The interactive table allows users to sort the results either alphabetically or numerically as well as narrow-down the output by typing in the search box.
Another way of filtering is by selecting either a species, or a division (which will subsequently reduce the number of species in the other select box). Furthermore, users can effortlessly search for palindromic (reverse-complement) nullomers.
It is worth noting that not every species has significant nullomers. Throughout our analysis, a fixed false discovery threshold of 1% has been applied, both when searching for genomic, peptide or viral nullomers.
Proteins that are prone to 'generate' a nullomer in their sequences upon a single amino acid alteration are shown in the Peptide nullomers section. This includes only proteins that are one substitution away from containing a significant nullomer. The provided results are split into two major categories: i) nullomer-making mutations in genes of interest, ii) and list of proteins per significant absent peptides.
Nullomers per protein
In this section, users can search for proteins that are prone to 'create' a nullomer upon a mutation. As soon as the page loads, a suggestion engine initiates
providing users with a powerful way to search for proteins of interest. A search can be done either by typing a UniProt identifier, a gene name or simply a free-text description of a protein.
The suggested results are serarated into Reviewed and Unreviewed records while users can narrow down the list by selecting records from either Homo sapiens or Mus musculus only.
Upon selection, users should click the 'Search' button. Then, a graphical table displays information of the selected proteins, as well as the actual peptide sequences which are prone to create a nullomer. The 'nullomer-making' alteration coupled with additional information are highlighted, while a prediction of the functional impact of the specific substitution is provided by Mutation Assessor.
By clicking on a sequence, an interactive protein viewer (Molart plugin) appears which provides structural information and feature annotation of the protein. The displayed information is retrieved from UniProt database in realtime. The panel which displays sequential annotation and the 3D structure of the selected protein is interactive in several ways.
Zoom in/out, drag on selection, highlighting elements on click, export annotation and images at a specific focus, synchronization between panels while clicking or hovering as well as panning are some of the key features. Users can zoom-in/zoom-out by holding down the right button of the mouse while moving it up or down, respectively, or rotate the entire molecule by simply clicking on it.
Also, the structure can be moved (pan functionality) by holding down the middle scroll-wheel of the mouse. Users can instantly get information of co-occurring elements at a nullomer-making position and explore disease-associated, deleterious or benign variants that have been found in previous studies.
Proteins per nullomer
Next, lists of proteins which are prone to generate one of the significant peptide nullomer can be retrieved simply by selecting an organism and a nullomer. By default, only reviewed records are shown. Users can choose between Reviewed only or Reviewed and predicted records.

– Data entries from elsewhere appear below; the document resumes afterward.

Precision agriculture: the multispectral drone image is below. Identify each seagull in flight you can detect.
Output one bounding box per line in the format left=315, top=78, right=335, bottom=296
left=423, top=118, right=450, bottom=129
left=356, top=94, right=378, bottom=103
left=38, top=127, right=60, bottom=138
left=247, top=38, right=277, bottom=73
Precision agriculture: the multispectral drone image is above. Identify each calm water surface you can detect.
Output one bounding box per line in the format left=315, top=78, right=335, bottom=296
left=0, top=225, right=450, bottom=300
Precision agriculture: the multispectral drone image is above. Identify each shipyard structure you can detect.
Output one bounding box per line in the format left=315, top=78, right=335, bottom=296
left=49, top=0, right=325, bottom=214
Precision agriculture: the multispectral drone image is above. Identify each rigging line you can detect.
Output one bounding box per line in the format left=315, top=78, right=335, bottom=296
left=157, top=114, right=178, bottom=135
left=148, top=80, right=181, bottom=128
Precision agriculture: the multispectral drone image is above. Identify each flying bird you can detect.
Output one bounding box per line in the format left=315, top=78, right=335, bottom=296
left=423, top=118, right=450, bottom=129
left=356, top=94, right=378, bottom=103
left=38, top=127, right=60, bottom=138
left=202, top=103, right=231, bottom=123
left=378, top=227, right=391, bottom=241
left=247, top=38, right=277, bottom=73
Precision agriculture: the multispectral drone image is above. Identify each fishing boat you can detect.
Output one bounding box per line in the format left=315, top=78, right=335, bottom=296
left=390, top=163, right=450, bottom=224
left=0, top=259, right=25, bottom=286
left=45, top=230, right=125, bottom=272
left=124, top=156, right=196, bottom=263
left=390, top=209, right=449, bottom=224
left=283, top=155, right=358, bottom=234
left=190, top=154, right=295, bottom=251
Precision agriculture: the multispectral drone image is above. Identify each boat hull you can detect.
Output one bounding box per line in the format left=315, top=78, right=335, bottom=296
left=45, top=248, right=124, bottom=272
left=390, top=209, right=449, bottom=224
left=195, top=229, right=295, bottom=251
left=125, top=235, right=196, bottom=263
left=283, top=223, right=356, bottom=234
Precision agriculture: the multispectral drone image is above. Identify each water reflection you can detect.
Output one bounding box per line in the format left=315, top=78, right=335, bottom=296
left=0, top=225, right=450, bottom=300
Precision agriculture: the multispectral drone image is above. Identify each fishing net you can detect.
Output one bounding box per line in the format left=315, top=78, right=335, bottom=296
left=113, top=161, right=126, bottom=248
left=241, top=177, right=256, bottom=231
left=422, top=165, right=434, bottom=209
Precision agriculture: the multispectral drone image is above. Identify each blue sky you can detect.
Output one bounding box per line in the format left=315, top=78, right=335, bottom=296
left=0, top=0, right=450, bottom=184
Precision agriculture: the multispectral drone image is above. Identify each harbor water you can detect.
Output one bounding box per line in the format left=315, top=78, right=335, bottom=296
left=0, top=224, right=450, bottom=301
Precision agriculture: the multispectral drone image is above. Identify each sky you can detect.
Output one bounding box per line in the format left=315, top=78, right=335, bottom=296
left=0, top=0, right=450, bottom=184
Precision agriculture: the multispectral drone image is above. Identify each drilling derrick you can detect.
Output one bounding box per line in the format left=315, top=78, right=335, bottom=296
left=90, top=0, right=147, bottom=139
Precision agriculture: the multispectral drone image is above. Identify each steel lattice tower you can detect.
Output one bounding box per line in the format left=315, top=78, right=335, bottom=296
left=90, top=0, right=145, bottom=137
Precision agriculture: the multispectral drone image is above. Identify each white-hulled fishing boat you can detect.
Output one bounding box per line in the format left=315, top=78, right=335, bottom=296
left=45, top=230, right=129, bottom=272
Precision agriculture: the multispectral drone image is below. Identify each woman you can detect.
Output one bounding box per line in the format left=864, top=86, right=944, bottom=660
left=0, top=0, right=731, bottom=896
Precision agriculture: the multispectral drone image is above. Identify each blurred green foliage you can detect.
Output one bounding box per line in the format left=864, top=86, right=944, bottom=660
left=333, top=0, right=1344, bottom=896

Subsequently, a graphical interactive table which includes Uniprot IDs, gene names, actual peptides and nullomer-making substitutions is shown. The resulted information can be handled in the same way as above. Results can be copied, exported, ordered and searched dynamically. By clicking on a UniProt ID, a new browser-tab opens redirecting users to the corresponding entry in UniProt database.
It should be noted that the content of Peptide nullomers sections is periodically updated and minor variations in resulting nullomers and/or nullomer-making substitutions between different versions might occur (mostly in predicted records) due to the dynamic nature of UniProt database.